Paris couldn’t take this. He spun around, looking for the van that had carried him here. He wanted to leave this man, to go back to his cell, to sit in solitude and pay for the crimes of a useless organization that had an insane goal. But the van was gone. Another vehicle had taken its place. A limo.

“Mr. Paris,” the man said from behind him. “Your new name is Thomas. It was my idea to let you keep your middle name. Sort of ... well, sort of an
homage
of sorts. In a minute, you’ll take a seat in that limo, and it will take you to a facility where your face will be altered. And after two months of recovery, you’ll be put in a stasis chamber. A hundred years from now, you’ll wake up and ... well, what you do from there is pretty much up to you. Maybe you and Walt Disney can have lunch, eh?” The man laughed and, strangely, put his hand on Paris’s shoulder.

It felt as cold as space.


You
ok?” Reilly asked him
.

“Huh?” He’d been lost in hypnosis. He’d been daydreaming of a different time on a different world—a different life.
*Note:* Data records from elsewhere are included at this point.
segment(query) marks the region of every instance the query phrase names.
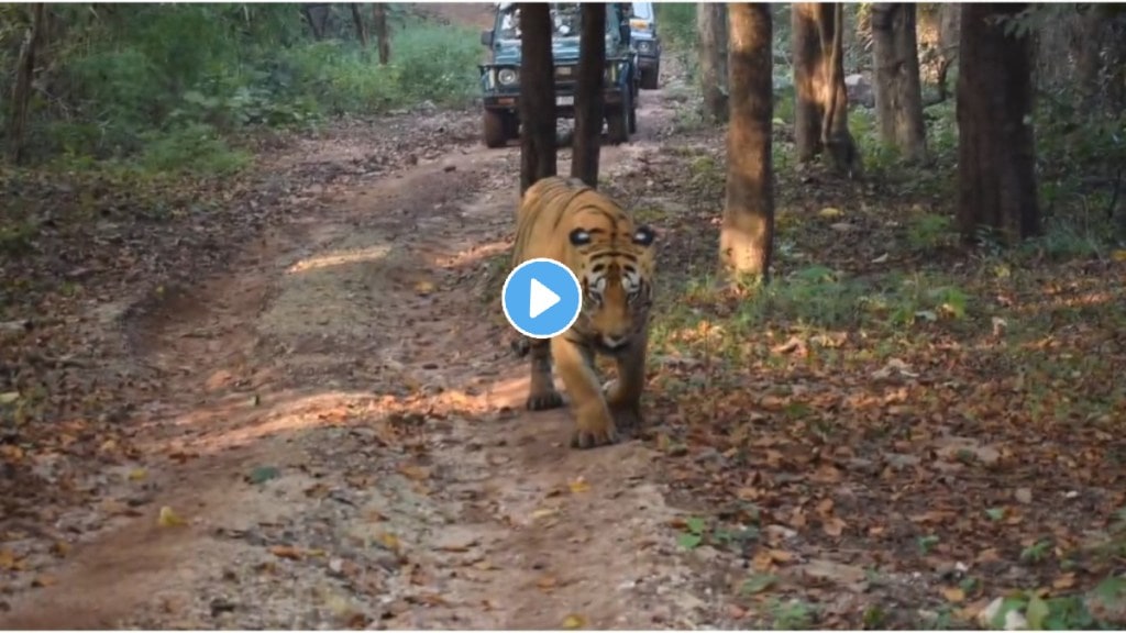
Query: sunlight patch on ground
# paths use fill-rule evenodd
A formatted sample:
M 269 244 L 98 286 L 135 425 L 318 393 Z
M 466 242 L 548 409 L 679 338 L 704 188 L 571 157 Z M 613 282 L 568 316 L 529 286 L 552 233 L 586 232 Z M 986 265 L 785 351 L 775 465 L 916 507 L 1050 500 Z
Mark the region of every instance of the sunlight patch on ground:
M 512 247 L 511 242 L 500 241 L 463 250 L 453 257 L 435 258 L 431 264 L 443 268 L 462 268 L 472 266 L 485 259 L 497 257 Z
M 384 259 L 385 257 L 387 257 L 387 255 L 391 253 L 391 248 L 392 248 L 391 244 L 378 244 L 348 252 L 332 252 L 319 257 L 311 257 L 309 259 L 302 259 L 301 261 L 294 264 L 286 270 L 286 273 L 294 275 L 297 273 L 307 273 L 309 270 L 316 270 L 319 268 L 328 268 L 330 266 L 343 266 L 347 264 L 378 261 L 381 259 Z
M 434 395 L 405 398 L 364 391 L 325 391 L 315 394 L 283 391 L 261 398 L 241 393 L 222 399 L 169 422 L 182 429 L 173 439 L 142 447 L 145 453 L 218 453 L 278 435 L 328 427 L 367 427 L 387 443 L 404 435 L 400 426 L 425 430 L 430 419 L 447 416 L 488 416 L 504 408 L 522 408 L 527 376 L 501 380 L 482 393 L 447 390 Z

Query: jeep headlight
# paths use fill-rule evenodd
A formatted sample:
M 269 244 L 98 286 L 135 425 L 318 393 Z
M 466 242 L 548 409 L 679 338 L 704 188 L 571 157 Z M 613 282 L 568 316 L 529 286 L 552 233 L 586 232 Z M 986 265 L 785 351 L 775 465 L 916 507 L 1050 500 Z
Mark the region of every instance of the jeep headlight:
M 501 86 L 511 86 L 516 83 L 516 80 L 519 78 L 520 77 L 517 74 L 516 70 L 510 68 L 497 71 L 497 81 L 499 81 Z

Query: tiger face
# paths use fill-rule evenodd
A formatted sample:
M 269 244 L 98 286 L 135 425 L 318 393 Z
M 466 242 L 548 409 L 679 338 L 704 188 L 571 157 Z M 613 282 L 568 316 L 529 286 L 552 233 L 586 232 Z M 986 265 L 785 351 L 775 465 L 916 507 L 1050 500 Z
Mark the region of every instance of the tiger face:
M 646 225 L 614 233 L 577 228 L 569 234 L 582 256 L 575 275 L 583 292 L 580 330 L 605 353 L 623 351 L 646 327 L 655 239 Z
“You spaced there for a minute. I was asking you if we should check in with Mick and Alan.”

Thomas stopped and mopped sweat from his brow with the sleeve of his shirt. He caught a glimpse of his hands. Somewhere along the way, he’d managed to shed the bandages all together, and no one had noticed. He looked at his hands for a second and noted that the skin was unblemished, unscarred. New. Everything old is new again. How many second chances would his body get?

“Yeah,” he said, smiling. He shook himself. Reilly looked at him oddly. “Sorry,” he said. “I was just thinking about something that happened to me a long time ago.”

“Must have really been something,” Reilly said. “I can’t imagine it. What made you want to go into cryo for so long?”

Thomas shook his head. “It’s a long story. I guess ... well, I guess it was really the only option I had at the time. Life wasn’t going in the direction I’d had in mind.” He smiled.

Reilly waved a hand around them. “Is this more like what you had in mind?” she asked. “Stuck on an alien planet, hiking to a crash site? Oh, and let’s not forget about Princess Penny over there.” She nodded to indicate the young woman who had stopped in the shade of a stubby tree to drink from her canteen. She was about a hundred feet ahead of them now.

“I don’t suppose I had this in mind exactly, but believe it or not, it beats the alternative.”

Reilly thought about this for a moment as the two of them picked up the pace in an effort to catch up to Penny. “You must have had a bad time of it,” she said.

Thomas nodded slightly. “It was like the end of a world.”

They marched on for the next half hour and finally came to the hunk of wreckage. Penny was already moving purposefully toward it.

“Careful!” Thomas yelled to her. “We don’t know what we’ll find. It could be dangerous.”

Penny seemed to pay no attention. She was moving with purpose, and Thomas and Reilly struggled to catch up. They finally caught her as she stopped, staring wide-eyed at the plain before them.